The link between exercise and more brainpower
Neuroscientists say parents who want to boost their children’s mental performance should encourage kids to hit the road before they hit the books
It is first period at City Park Collegiate Institute in Saskatoon, and the Grade 10 students in Allison Cameron’s class are priming their brains for an English assignment.
They strap heart monitors on their wrists and climb on a treadmill or exercise bike for a 20-minute workout. When they’re done, they move to their desks and start writing.

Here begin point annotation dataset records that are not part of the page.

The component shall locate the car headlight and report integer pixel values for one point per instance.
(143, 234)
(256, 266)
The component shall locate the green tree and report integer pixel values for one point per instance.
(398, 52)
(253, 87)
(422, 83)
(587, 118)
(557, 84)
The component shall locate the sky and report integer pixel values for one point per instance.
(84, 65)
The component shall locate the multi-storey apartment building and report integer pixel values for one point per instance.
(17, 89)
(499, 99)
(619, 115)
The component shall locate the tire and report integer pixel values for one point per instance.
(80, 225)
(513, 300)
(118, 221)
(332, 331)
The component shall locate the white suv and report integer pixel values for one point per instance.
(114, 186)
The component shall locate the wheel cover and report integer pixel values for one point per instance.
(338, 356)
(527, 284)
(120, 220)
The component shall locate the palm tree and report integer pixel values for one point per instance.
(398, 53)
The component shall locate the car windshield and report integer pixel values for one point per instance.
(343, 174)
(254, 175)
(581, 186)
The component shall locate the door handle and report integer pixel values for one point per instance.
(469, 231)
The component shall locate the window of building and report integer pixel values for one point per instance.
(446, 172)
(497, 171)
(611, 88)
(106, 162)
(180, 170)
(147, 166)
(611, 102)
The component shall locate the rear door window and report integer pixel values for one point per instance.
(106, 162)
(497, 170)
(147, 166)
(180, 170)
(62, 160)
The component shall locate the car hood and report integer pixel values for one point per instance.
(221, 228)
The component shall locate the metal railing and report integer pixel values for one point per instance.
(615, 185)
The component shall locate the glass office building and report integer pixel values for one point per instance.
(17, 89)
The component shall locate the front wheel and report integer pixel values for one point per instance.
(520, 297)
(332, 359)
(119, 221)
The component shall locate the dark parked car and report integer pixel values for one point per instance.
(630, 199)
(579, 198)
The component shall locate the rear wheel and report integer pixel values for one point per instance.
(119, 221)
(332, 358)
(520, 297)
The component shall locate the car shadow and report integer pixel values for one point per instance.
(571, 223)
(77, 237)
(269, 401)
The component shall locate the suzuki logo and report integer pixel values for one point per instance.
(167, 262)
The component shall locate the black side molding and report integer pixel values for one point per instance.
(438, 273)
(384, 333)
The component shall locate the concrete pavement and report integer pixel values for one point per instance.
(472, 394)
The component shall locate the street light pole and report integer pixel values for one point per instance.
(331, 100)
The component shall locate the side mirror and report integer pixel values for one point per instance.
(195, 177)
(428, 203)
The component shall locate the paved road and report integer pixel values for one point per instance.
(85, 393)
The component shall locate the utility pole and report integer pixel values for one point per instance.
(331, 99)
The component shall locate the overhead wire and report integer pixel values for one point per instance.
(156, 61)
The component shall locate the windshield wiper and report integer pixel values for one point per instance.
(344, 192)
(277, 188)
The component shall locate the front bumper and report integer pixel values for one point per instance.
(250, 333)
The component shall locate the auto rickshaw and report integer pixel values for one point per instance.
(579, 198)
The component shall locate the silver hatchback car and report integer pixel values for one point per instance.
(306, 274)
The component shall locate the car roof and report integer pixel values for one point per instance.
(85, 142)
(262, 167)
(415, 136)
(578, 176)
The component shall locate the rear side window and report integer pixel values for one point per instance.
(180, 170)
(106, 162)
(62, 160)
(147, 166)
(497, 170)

The students are taking part in a program that aims to help them improve their focus, concentration and, ultimately, their academic performance through regular exercise in class.
The results have been startling: On standardized tests, the children in Movement Matters have dramatically outscored students in classes in which the program wasn’t offered.
Today, Movement Matters is in its third year and most classes at the school take part. Companies have donated equipment, as has cyclist Greg LeMond, who offered Ms. Cameron six top-of-the-line spinning bikes. A number of schools across the country are interested in setting up something similar.
Fifteen-year-old Benji, whose guardian doesn’t want his last name published, goes twice a day to the room with the exercise equipment. He alternates between the bike and treadmill, and usually gets his heart rate up to 140 beats a minute.
“When I first started, I was real tired,” he says. “When I got used to it, it woke me up more. I kind of got better at doing math and reading.”